A partir do momento em que Portugal aderiu ao euro, teria de ter tido mecanismos de apoio. Não faz sentido tirar a um país a política monetária, a cambial e a possibilidade de recurso ao banco central como credor de última instância sem mecanismos fortes de apoio, e depois fazê-lo conviver com uma moeda forte que foi muito nefasta para as exportações portuguesas.

 

Dados do Banco de Portugal indicam que a quota é agora maior do que antes do euro.

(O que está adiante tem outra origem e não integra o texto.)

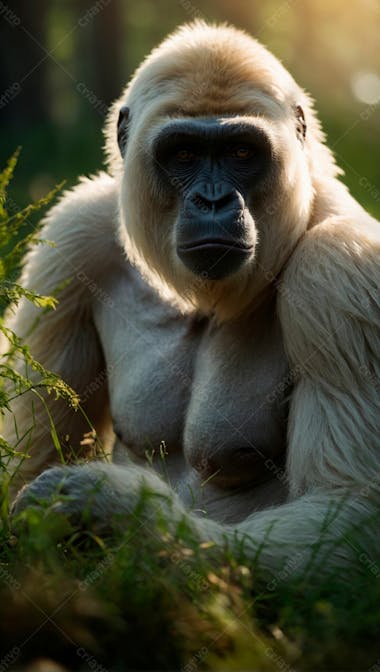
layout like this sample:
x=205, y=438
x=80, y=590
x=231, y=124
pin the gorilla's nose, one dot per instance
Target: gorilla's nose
x=233, y=468
x=215, y=197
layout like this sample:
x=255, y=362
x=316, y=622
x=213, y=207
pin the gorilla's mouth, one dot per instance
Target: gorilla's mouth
x=214, y=258
x=215, y=244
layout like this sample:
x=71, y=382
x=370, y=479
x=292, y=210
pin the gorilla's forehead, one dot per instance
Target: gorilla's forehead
x=208, y=79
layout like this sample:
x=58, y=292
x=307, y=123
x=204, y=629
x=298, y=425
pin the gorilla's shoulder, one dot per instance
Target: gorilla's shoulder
x=91, y=203
x=81, y=229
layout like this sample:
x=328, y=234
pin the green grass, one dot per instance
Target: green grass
x=152, y=599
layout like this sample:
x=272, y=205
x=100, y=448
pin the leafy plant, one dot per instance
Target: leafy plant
x=17, y=235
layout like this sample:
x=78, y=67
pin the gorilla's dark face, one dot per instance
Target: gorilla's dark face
x=214, y=168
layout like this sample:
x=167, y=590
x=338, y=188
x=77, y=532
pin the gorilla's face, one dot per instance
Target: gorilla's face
x=214, y=168
x=216, y=188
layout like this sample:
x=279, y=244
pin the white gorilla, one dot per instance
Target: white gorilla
x=221, y=315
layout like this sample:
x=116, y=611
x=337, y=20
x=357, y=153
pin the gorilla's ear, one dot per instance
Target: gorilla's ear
x=122, y=129
x=301, y=123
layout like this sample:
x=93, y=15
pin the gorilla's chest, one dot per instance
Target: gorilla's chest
x=188, y=385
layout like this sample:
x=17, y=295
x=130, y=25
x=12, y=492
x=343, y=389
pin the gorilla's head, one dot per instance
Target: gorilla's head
x=219, y=149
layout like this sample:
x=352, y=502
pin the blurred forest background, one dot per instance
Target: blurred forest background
x=62, y=63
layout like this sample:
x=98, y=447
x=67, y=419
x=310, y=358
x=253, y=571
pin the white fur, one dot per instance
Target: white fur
x=204, y=389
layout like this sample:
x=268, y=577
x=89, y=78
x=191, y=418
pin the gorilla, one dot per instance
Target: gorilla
x=218, y=315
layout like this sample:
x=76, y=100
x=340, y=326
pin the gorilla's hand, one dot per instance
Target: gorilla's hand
x=99, y=496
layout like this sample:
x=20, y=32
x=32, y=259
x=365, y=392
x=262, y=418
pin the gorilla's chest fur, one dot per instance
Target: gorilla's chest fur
x=213, y=397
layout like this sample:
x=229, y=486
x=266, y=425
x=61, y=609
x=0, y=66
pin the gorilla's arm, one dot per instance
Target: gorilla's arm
x=64, y=340
x=330, y=313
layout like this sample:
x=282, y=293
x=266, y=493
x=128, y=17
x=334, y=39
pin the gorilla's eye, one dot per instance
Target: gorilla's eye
x=242, y=153
x=184, y=155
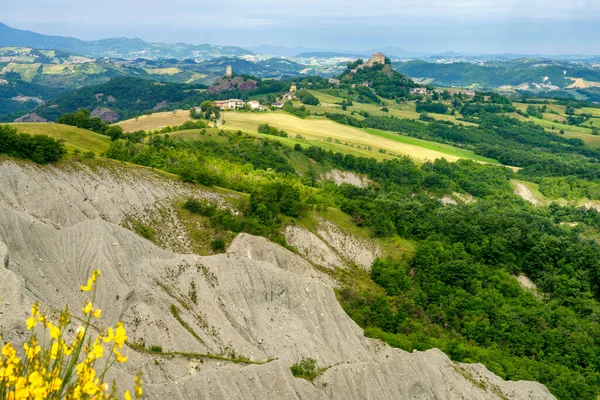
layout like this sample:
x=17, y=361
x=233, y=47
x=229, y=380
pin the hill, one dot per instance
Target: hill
x=115, y=47
x=74, y=138
x=127, y=96
x=537, y=75
x=379, y=76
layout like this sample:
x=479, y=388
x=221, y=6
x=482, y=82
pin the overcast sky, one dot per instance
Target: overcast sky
x=481, y=26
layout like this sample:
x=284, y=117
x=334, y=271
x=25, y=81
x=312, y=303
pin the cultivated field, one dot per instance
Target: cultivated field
x=75, y=138
x=155, y=121
x=580, y=83
x=326, y=132
x=402, y=110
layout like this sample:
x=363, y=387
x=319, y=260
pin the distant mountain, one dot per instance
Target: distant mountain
x=116, y=47
x=306, y=52
x=125, y=95
x=521, y=74
x=398, y=52
x=329, y=54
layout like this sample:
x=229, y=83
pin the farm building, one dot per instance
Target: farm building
x=230, y=104
x=254, y=105
x=419, y=91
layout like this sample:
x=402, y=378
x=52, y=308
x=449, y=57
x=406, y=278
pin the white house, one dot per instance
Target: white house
x=254, y=105
x=230, y=104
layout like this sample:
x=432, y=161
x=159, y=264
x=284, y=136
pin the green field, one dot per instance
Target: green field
x=398, y=110
x=75, y=138
x=332, y=135
x=155, y=121
x=440, y=147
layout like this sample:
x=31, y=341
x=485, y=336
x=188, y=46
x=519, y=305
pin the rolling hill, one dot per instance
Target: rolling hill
x=115, y=47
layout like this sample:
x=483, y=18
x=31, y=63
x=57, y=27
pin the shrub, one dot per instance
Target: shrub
x=217, y=245
x=39, y=148
x=156, y=349
x=203, y=208
x=56, y=369
x=305, y=368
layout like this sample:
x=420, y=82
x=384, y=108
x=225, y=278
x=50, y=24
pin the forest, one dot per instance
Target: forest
x=458, y=291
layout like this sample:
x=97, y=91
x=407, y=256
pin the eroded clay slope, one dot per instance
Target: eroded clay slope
x=258, y=300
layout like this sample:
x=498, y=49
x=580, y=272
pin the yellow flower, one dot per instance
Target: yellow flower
x=54, y=351
x=120, y=358
x=31, y=323
x=87, y=308
x=31, y=351
x=96, y=352
x=8, y=351
x=35, y=379
x=54, y=331
x=120, y=335
x=55, y=384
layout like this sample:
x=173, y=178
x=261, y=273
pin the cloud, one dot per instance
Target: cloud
x=439, y=24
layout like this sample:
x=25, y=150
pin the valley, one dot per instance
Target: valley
x=318, y=226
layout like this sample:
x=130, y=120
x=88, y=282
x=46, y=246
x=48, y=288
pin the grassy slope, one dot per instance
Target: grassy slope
x=402, y=110
x=321, y=130
x=442, y=148
x=156, y=120
x=75, y=138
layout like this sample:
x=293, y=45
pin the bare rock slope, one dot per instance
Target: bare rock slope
x=258, y=300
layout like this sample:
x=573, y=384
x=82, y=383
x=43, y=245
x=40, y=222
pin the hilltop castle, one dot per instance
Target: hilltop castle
x=375, y=58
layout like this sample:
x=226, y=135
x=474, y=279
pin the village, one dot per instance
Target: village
x=255, y=105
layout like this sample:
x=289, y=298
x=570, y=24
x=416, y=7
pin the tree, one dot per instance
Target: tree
x=115, y=132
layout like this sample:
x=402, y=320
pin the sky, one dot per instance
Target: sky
x=430, y=26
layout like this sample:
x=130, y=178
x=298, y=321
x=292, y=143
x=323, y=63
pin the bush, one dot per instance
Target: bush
x=217, y=245
x=270, y=130
x=305, y=368
x=39, y=148
x=55, y=368
x=203, y=208
x=307, y=98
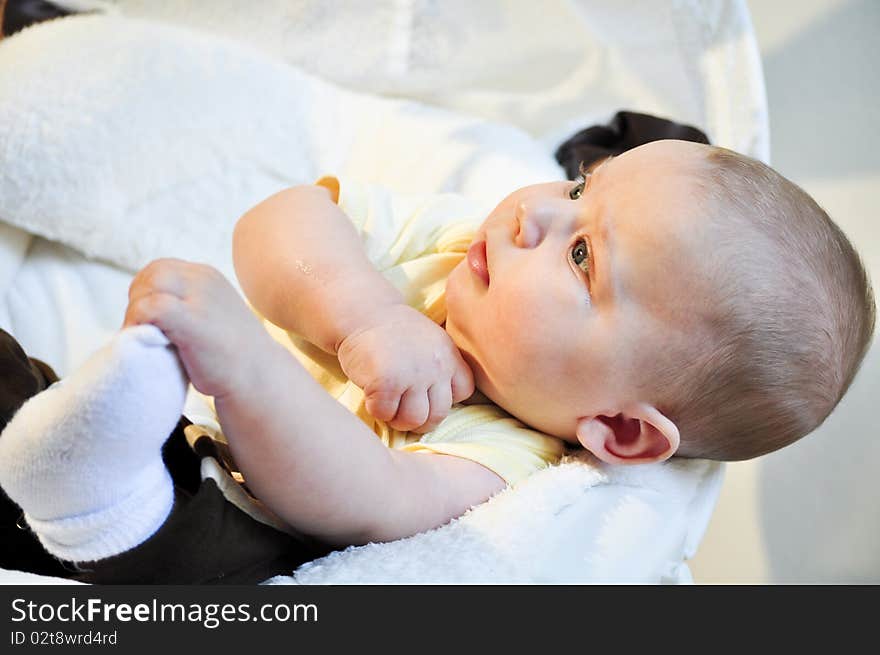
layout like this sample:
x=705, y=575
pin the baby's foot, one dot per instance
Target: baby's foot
x=83, y=458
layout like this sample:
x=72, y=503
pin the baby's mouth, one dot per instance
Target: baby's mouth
x=477, y=262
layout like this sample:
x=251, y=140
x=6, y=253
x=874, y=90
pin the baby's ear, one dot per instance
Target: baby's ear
x=639, y=435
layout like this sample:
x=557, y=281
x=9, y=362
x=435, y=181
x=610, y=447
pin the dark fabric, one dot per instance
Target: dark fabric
x=626, y=130
x=206, y=540
x=18, y=14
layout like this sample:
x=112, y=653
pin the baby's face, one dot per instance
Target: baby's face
x=571, y=293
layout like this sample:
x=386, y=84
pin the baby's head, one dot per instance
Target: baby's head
x=684, y=299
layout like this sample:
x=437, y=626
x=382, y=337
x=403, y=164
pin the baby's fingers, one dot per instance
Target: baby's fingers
x=462, y=382
x=440, y=401
x=413, y=410
x=382, y=405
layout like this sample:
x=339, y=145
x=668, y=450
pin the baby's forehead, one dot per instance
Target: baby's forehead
x=658, y=231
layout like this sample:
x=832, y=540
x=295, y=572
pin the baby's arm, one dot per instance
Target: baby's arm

Isso está a acontecer à custa da desvalorização salarial. O que antes se conseguia pela desvalorização cambial faz-se agora pela redução dos salários e dos direitos dos trabalhadores, o que é um caminho péssimo que está a pôr em causa a coesão económica e social do país. Esta é uma política suicida que não nos vai levar a lado nenhum.

 

No seu livro, associa Angela Merkel, o Tratado Orçamental e a primazia ao combate ao endividamento dos Estados à entrada da Europa numa espécie de "Idade das Trevas". Porquê?

Do ponto de vista simbólico, o Tratado Orçamental tira totalmente os poderes de decisão aos Estados e aos parlamentos nacionais.

 

 

O erro fundamental está no Tratado Orçamental.
Regras fixas em finanças públicas é uma ideia pela qual não tenho simpatia.

 

 

Porquê?

Porque exige que as propostas de Orçamento sejam previamente aceites por Bruxelas e porque anula a possibilidade de os Governos fazerem políticas discricionárias adequadas a cada momento. Agora, tocou aí num ponto que é relevante: Portugal tem uma dívida pública elevada e por isso fui um dos subscritores do ‘Manifesto dos 74’, que defende que é preciso fazer qualquer coisa a esse respeito. Não estou a sugerir que nesta altura se repudie a dívida nem que se saia do euro, o que teria consequências desastrosas para a nossa economia, muito embora eu ache que os Governos devem ter sempre um plano B. Mas, dentro do euro, é perfeitamente possível explorar instrumentos que possam permitir um alívio da dívida, seja através de ‘eurobonds’ ou de um fundo comum de amortização.

 

Acha possível pedir aos parceiros europeus o alívio da dívida acumulada e, ao mesmo tempo, renegar um Tratado que instrui os Governos a fazer, em regra, Orçamentos em que a previsão de despesa coincida com a da receita para não gerar mais dívida?

O erro fundamental está no Tratado Orçamental que, quanto a mim, é extremamente negativo. Regras fixas em finanças públicas é uma ideia pela qual não tenho simpatia.

 

Não podem ser uma garantia para os contribuintes, sobretudo para os do futuro?

Aquela frase do Keynes "no longo prazo, estamos todos mortos" tem sido mal interpretada: não quer dizer ‘safemo-nos’ no presente; o que nos diz é o contrário: se destruirmos o presente não há futuro. E é isso que acontece com as políticas de austeridade. Agora, é preciso fazer um controlo cuidadoso do gasto público e não digo que não haja necessidade de a administração do Estado ser repensada. Mas, quando vejo um tecto às prestações sociais nesta proposta de Orçamento, vejo uma negação à minha concepção de para que servem os impostos. E eu gosto de pagar impostos e até costumo dizer que, além de existir um dever de pagar impostos, há um direito em pagar impostos. Agora não neste nível e quando há uma enorme fraude e evasão fiscal e a preocupação do Governo é com as cabeleireiras, enquanto as grandes empresas portuguesas pagam impostos na Holanda, o que é o reflexo de outra coisa absurda da UE.